Told over a period of six birthdays, the novel explores the development of Morgan’s gender identity and the love story between her and Eric. Tracing key events and tracking all the emotional stages from exploration to self-loathing and depression to eventual acceptance, we get both Morgan's search to find peace as a trans girl and Eric's understanding of his romantic feelings for Morgan (i.e., being straight and romantically attracted).
It's a moving and informative work about a life journey for both Morgan and Eric that will be meaningful for trans teens and those who love them. In many ways this is a similar story to Russo's debut novel, If I Was Your Girl. But while the dead mother angle is tired cliche and exploitative, I find this sophomore effort more effective than her first book. For one thing, being seemingly autobiographical, its more personal. It's certainly better written and reads quickly.
Ariel has managed to maintain a straight-A all-AP-courses workload almost all of the way through high school. But in his final year, there just no longer seems to be enough time to fit it all in.

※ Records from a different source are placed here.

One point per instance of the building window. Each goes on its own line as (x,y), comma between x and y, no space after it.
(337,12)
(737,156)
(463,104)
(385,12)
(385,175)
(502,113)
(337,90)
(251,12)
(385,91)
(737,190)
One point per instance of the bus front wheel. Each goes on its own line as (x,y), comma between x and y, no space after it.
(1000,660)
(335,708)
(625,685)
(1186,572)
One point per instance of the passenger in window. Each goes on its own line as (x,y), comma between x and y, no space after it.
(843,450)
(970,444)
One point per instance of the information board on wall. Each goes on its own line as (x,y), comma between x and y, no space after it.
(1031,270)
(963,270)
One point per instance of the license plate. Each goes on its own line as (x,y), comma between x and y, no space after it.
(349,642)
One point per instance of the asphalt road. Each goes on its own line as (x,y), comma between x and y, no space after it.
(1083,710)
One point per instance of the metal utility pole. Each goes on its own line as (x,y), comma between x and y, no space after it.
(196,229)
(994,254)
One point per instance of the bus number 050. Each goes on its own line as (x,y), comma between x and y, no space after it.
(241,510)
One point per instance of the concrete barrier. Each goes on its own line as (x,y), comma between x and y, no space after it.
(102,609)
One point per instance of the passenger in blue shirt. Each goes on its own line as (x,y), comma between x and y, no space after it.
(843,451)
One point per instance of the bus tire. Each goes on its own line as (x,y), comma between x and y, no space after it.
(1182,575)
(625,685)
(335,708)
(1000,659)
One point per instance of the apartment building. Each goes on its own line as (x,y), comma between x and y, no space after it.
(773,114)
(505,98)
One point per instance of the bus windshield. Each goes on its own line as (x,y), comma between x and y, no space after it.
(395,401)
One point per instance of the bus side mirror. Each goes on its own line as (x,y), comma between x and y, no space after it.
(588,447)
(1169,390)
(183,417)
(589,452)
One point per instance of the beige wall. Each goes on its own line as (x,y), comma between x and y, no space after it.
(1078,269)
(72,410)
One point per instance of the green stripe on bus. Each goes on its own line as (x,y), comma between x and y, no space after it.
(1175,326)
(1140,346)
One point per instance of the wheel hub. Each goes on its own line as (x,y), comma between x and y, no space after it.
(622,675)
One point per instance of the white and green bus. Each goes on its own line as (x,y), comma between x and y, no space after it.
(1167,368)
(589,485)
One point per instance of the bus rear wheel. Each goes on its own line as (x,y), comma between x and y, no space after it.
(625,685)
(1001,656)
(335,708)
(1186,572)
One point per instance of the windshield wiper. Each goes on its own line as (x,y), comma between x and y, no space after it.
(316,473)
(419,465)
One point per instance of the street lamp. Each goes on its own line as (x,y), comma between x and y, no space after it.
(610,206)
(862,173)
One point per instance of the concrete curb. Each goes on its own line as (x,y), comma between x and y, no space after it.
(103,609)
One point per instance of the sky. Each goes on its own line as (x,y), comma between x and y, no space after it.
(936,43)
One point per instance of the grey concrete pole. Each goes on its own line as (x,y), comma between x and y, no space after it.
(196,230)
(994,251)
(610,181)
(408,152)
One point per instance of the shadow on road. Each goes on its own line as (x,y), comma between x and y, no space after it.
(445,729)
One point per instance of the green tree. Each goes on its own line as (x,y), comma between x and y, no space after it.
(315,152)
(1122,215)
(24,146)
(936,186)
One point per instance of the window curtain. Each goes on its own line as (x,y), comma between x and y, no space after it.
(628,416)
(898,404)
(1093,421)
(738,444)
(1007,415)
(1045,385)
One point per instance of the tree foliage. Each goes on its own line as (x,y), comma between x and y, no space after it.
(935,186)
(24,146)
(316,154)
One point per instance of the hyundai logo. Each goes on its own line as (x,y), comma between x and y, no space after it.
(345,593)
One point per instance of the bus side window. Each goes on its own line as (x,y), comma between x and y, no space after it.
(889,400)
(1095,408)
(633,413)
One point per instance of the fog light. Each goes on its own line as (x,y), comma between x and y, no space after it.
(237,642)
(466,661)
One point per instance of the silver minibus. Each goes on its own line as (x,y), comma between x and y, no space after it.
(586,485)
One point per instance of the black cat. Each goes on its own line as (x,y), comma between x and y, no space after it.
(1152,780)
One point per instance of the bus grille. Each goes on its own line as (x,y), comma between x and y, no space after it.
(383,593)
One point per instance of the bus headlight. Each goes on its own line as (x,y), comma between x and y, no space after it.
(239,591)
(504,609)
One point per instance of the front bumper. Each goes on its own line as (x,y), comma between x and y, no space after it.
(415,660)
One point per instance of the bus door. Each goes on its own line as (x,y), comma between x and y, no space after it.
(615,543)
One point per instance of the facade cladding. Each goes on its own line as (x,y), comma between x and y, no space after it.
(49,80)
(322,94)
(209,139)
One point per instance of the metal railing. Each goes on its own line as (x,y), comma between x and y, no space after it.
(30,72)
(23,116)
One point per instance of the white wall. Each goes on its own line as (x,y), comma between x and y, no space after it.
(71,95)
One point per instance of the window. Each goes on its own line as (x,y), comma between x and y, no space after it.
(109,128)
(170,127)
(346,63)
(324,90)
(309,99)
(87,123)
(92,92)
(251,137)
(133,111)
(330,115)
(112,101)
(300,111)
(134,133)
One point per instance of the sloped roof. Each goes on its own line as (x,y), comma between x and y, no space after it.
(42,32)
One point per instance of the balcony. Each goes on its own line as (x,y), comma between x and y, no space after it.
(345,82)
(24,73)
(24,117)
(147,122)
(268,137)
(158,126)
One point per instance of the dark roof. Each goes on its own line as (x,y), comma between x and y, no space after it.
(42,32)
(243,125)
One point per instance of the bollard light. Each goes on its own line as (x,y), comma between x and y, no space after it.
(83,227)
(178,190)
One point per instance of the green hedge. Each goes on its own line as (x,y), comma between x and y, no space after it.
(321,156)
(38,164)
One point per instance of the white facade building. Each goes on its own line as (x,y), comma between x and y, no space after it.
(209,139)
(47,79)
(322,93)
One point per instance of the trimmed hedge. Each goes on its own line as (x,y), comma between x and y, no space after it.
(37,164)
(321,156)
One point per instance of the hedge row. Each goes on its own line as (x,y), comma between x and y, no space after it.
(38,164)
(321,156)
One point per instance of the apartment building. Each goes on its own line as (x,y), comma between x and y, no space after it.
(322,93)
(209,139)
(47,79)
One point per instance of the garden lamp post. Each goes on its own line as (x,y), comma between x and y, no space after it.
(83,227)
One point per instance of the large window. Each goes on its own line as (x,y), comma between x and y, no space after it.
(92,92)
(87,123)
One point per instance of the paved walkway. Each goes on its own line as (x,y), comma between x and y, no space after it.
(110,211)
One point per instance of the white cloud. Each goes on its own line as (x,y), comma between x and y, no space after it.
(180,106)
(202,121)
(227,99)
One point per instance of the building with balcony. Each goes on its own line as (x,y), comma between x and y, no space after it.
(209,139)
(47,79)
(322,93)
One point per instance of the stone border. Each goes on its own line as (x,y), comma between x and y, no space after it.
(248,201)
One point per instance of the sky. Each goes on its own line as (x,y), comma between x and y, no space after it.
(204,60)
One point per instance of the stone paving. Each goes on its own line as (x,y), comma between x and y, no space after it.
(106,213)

Even with tutoring from his friend (and potential boyfriend) Amir, it seems that as soon as he fixes one problem, another one pops up. Trying to do everything and do it all perfectly is simply too much but he's so invested in being perfect that he doesn't feel he can stop trying. Eventually, it all comes to a head, but in the end it takes a family tragedy to reset Ariel’s priorities. These are immediately tested as he has to choose between his dreams and his friends.
The book has two notable elements: the casual approach it takes to Ariel’s bisexuality and the strong role that religion (Judiaism, in this case) plays in Ariel’s life. For readers used to sexuality being the focus of a book, the non-issue of Ariel’s sexuality is ironically notable for not being noted Have we really normalized to that point or is Silverman making a point by playing it up? As for the prominent role of faith, while Judaism is no foreigner to YA, the positive role of religion is a stand out and welcome.
The story however is pedestrian. Ariel’s overworking and stressful lifestyle is blatant. His eventual burnout is no surprise and the solution too straightforward. The heavy handling of the topic would be more appropriate for a middle reader but seems preachy for a teen audience.